Treatment of hand infections using WALANT when the anesthesiologist is not available

A. Enechukwu1, A. Jokuszies1, S. Könneker1, P. Vogt1 1Medizinische Hochschule Hannover

Background:

Aim of this study was to determine, if Wide Awake Local Anesthesia No Tourniquet (WALANT) can be used as an alternative method of providing anesthesia in management of infections of the hand. Since the advent of WALANT in 2003 , infections of the hand have been regarded as contraindication to its use. Occasional shortage of anesthesiologic manpower, especially during busy call hours, can often lead to delay of treatment. In cases were swift surgery is needed, in order to prevent progress of an infection, this can result in severe morbidity.

Materials and methods:

In the period from 2015 to 2020, 16 patients with various infections of the hand were treated in 17 operations using WALANT. The solution used in our institution consists of 0,4ml of adrenaline (1:1000) mixed with 20ml of lidocaine and 20ml of 0,9% normal saline. We carried out a retrospective analysis of these patients and their operation reports, with emphasis on location of the infection, time and duration of the operation, as well as intraoperative occurrences. We also evaluated the need for revision surgery or necessity to convert to general anesthesia.

Results:

9 of the patients were men, 7 were women. The average age was 45,8 years. All but one patient, who was pregnant (33 weeks), were operated during call hours. The average duration of surgery was 29 minutes. With an average of 15,3 ml of WALANT solution injected. 52,9% of the operations were carried out by consultant surgeons, 47,1% were performed by surgical residents. There was bacterial growth in all wound swabs obtained from the surgical sites.

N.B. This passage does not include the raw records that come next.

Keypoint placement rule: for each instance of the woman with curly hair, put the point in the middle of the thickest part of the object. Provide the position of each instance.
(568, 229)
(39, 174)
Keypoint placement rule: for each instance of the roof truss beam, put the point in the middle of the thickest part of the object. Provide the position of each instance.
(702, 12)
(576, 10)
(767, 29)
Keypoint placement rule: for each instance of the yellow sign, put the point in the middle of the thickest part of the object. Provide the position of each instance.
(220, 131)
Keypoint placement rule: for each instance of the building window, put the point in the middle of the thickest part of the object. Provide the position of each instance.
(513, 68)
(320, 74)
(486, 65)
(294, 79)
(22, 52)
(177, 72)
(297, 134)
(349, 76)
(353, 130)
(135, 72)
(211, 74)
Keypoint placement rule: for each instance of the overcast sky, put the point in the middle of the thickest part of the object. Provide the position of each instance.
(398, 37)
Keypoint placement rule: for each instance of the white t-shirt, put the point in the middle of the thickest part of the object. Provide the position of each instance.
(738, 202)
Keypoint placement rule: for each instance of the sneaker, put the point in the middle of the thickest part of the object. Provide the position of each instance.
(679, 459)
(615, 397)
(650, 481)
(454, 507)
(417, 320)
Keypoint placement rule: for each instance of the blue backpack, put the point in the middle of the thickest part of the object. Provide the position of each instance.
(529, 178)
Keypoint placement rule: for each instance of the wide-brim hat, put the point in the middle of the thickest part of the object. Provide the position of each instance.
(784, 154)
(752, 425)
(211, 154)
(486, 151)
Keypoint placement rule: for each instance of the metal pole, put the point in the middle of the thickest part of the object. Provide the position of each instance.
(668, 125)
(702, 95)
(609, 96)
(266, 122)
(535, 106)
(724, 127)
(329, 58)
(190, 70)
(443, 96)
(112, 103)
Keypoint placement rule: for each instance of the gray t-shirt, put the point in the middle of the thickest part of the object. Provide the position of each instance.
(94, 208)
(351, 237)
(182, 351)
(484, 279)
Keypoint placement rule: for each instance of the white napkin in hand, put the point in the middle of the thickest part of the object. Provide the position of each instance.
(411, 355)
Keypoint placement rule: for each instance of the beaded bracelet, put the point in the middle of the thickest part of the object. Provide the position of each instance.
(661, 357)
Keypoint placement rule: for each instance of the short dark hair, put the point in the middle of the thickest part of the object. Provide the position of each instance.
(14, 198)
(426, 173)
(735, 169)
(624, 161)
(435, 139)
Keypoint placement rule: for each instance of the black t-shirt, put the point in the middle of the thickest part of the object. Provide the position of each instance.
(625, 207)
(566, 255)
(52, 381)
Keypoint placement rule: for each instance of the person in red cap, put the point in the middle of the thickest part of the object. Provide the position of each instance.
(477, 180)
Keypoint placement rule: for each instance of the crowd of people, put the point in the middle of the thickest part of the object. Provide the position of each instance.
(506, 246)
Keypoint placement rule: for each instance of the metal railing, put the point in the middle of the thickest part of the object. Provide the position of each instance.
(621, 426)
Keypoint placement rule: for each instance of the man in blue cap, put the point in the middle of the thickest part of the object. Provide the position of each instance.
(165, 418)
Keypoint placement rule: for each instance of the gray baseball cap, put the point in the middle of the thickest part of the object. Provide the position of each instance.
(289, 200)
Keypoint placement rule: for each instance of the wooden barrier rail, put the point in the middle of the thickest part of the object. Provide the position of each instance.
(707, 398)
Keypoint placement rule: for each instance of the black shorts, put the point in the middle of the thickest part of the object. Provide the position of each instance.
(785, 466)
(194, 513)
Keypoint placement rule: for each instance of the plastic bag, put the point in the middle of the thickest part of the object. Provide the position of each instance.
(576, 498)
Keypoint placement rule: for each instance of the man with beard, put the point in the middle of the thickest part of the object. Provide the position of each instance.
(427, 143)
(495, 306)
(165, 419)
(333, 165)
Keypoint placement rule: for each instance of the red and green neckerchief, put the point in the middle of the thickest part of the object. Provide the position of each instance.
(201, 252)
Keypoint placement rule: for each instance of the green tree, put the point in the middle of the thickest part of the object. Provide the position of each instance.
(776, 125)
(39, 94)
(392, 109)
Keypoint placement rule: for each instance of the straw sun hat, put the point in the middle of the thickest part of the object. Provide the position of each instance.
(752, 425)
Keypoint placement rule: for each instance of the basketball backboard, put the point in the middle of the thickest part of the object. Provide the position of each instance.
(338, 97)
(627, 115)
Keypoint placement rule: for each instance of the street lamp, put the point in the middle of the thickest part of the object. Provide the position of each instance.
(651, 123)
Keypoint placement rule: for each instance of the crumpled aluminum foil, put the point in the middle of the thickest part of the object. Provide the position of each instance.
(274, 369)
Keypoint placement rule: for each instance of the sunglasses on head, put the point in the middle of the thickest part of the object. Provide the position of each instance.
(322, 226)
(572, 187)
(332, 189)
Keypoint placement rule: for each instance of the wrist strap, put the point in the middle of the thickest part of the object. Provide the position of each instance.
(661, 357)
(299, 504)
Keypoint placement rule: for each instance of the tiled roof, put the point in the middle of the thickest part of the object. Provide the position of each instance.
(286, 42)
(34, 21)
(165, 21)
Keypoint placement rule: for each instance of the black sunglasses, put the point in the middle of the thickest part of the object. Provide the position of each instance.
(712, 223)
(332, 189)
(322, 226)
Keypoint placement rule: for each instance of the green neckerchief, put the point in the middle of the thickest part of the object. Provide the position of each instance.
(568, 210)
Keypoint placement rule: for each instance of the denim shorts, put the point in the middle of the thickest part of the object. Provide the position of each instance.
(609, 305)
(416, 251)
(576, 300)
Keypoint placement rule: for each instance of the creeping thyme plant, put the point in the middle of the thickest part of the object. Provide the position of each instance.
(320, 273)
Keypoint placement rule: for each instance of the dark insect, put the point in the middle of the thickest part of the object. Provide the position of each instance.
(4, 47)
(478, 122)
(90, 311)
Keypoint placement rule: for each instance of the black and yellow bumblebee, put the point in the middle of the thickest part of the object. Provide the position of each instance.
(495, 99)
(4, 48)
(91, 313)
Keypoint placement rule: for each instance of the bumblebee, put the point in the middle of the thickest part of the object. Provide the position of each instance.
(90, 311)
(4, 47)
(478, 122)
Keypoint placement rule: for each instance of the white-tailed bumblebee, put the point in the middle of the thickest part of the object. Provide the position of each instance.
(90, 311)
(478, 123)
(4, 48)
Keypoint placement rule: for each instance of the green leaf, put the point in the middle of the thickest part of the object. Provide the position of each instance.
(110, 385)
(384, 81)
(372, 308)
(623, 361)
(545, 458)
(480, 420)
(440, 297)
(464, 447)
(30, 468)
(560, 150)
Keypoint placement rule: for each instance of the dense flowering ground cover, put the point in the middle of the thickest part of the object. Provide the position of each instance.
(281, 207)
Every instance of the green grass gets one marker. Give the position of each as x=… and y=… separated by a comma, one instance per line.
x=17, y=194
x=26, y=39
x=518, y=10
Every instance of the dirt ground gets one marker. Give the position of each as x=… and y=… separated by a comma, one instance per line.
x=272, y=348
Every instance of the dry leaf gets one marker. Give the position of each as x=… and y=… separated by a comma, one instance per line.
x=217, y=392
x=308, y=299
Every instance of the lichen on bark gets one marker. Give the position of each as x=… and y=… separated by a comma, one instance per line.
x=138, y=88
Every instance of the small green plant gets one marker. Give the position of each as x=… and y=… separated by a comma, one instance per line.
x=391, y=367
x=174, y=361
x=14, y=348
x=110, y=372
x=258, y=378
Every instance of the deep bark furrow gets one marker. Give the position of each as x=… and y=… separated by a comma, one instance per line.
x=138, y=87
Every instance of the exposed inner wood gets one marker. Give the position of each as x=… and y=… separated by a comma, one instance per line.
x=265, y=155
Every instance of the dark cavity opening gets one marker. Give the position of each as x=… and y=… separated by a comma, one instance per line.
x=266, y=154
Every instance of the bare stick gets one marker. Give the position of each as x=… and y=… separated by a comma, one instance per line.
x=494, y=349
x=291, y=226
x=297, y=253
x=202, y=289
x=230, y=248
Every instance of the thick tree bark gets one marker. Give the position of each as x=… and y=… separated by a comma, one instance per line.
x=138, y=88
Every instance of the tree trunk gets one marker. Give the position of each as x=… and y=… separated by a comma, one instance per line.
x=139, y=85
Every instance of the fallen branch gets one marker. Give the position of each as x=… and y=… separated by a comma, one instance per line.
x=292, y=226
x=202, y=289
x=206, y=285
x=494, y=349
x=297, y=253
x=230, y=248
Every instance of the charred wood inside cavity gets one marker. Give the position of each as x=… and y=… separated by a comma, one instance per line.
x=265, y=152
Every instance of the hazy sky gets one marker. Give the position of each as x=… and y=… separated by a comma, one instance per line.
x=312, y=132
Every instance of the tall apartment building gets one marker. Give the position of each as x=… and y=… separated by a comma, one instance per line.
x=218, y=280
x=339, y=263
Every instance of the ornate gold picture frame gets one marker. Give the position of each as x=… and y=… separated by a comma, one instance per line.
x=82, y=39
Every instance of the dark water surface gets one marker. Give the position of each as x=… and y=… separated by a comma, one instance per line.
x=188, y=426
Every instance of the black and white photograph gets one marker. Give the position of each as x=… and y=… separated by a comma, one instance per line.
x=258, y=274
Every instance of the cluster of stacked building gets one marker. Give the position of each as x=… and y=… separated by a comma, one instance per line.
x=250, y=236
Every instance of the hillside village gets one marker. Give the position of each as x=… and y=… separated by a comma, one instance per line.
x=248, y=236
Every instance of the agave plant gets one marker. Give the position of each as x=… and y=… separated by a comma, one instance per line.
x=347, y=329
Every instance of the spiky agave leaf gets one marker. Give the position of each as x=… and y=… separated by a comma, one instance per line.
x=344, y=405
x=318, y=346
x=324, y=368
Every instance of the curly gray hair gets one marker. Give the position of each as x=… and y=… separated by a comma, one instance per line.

In 2 (23,5%) of all cases 2 or more bacteria were identified. 10 patients received i.v. perioperative antibiotic treatment. All patients were commenced on postoperative oral antibiotics.The locations of the infection were as follows, dorsum of the hand 6, palm 4 while the digits were 7 times the focus of infection, with the thumb accounting for 2 of the 7. Etiologically 15 of the patients suffered form trauma to the hand. One patient had a planned 2nd look operation in general anesthesia. Two patients required revision surgery, because of persistent infection. We carried out preoperative radiological investigations using plane radiographs in 11 patients (70,6%). We discovered a foreign body as cause of the hand infection in one individual. There was no case of accompanying osteomyelitis. One patient had a fresh fracture. 4 patients had diabetes mellitus, one receiving additional oral steroids for keratosis pilaris. There was one smoker. Non of the aforementioned required revision surgery. All patients had a preoperative laboratory work-up. The mean CRP was 11,4mg/l (Reference CRP <5mg/l). Leukocyte mean count was 9,78Tsd/µl (SD 3,68). Post op the mean (n=7) CRP had risen to 23,9mg/l, while the leukocyte count had fallen to 7,87 Tsd/µl. The affected extremity was splinted in all cases. 10 patients were admitted, with a mean stay of 4,2 days, while the rest were treated as outpatients. The patients were discharged on non-opioid analgesics with 3 receiving a combination of 2. There was no documented case of inadequate analgesia or the need to convert to general anesthesia. Furthermore all but one patient, who had developed a panic attack, tolerated the procedure without documented intraoperative occurrences. No difficulties in carrying out the procedure without tourniquet were reported. S100 Abstracts – DGCH Annual Congress 2021 – via Livestream, April 12–16 • DOI 10.1515/iss-2021-2002 DE GRUYTER Innov Surg Sci 2021; 6, (Special Suppl 1): S81–S123.

Conclusion:

The status of infection as an absolut contraindication to the use of WALANT should be revised. Especially when human resources are limited, it could serve as a means of enabling quick and quality treatment, in order to prevent the progression of infections of the hand.